Fig. 3 Cigarette smoke induced FOXO4 expression in senescent lung fibroblasts. (A) Volcano plot of the DEGs between control and CSE-induced senescent HFL-1 cells. (B) and (C) qPCR and western blot analysis of FOXO4 mRNA and protein expression in control and senescent HFL-1 cells. (D) Western blot results of p21^Cip1/Waf1 and FOXO4 protein expression in the lung of normal and COPD mice. (E) IHC evaluates FOXO4 expression in the lung tissue of COPD mice. Scale bar = 100 μm. (F) Immunostaining showing the localization of FOXO4 in the COPD mice lung tissue. Red: FOXO4; Green: Vimentin; Blue: nuclei. Scale bar = 200 μm. *, P < 0.05; **, P < 0.01; ***, P < 0.001.

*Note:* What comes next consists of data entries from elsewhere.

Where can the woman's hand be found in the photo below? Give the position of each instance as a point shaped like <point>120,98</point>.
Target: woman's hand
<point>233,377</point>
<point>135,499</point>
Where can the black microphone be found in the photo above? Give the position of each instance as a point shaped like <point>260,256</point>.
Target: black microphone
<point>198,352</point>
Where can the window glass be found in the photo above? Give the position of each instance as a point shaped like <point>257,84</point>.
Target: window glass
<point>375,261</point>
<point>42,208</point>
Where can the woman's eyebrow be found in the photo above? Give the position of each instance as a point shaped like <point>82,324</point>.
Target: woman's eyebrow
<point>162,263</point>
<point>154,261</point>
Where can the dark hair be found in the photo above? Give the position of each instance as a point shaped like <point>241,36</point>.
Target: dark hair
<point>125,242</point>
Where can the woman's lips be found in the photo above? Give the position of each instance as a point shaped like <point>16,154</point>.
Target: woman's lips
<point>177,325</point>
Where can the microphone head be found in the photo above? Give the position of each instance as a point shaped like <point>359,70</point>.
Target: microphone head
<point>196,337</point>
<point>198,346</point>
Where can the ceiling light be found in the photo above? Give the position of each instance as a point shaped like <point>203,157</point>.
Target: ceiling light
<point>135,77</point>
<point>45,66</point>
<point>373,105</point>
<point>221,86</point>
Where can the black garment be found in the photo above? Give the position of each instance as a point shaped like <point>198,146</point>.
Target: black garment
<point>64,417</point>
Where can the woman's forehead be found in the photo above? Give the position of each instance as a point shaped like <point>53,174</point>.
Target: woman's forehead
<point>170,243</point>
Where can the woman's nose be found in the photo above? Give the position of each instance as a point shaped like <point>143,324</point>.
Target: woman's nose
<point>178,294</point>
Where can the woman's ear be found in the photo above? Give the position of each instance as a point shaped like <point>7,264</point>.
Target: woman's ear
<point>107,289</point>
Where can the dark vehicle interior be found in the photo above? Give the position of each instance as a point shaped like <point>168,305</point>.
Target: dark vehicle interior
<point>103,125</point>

For further validation, we established a COPD mice model by exposing the mice to cigarette smoke for 6 months, as per our previous study.³⁷ This exposure resulted in disrupted airway epithelial structures and alveolar spaces, confirming COPD development in the mice. We observed elevated p21^Cip1/Waf1 expression in smoking-exposed mice lungs, indicating the presence of senescent lung tissues in COPD mice and supporting the potential of senotherapeutic strategies for COPD treatment. Furthermore, compared to the control group, we noticed increased FOXO4 protein expression in the smoking-exposure group (Fig. 3D). Immunohistochemistry (IHC) assay also revealed higher expression of FOXO4 in the lung interstitium of smoking-exposed mice (Fig. 3E). Using dual immunofluorescence staining, we determined that FOXO4 co-localized with vimentin, a cytoplasmic intermediate filament protein expressed in various mesenchymal cells, including fibroblasts.⁴⁶ This co-localization indicated that FOXO4 was predominantly located in the interstitial area of the smoking-exposed lung (Fig. 3F). These findings strongly support the potential of targeting FOXO4 to eliminate cigarette-induced senescent lung fibroblasts as a treatment approach for COPD.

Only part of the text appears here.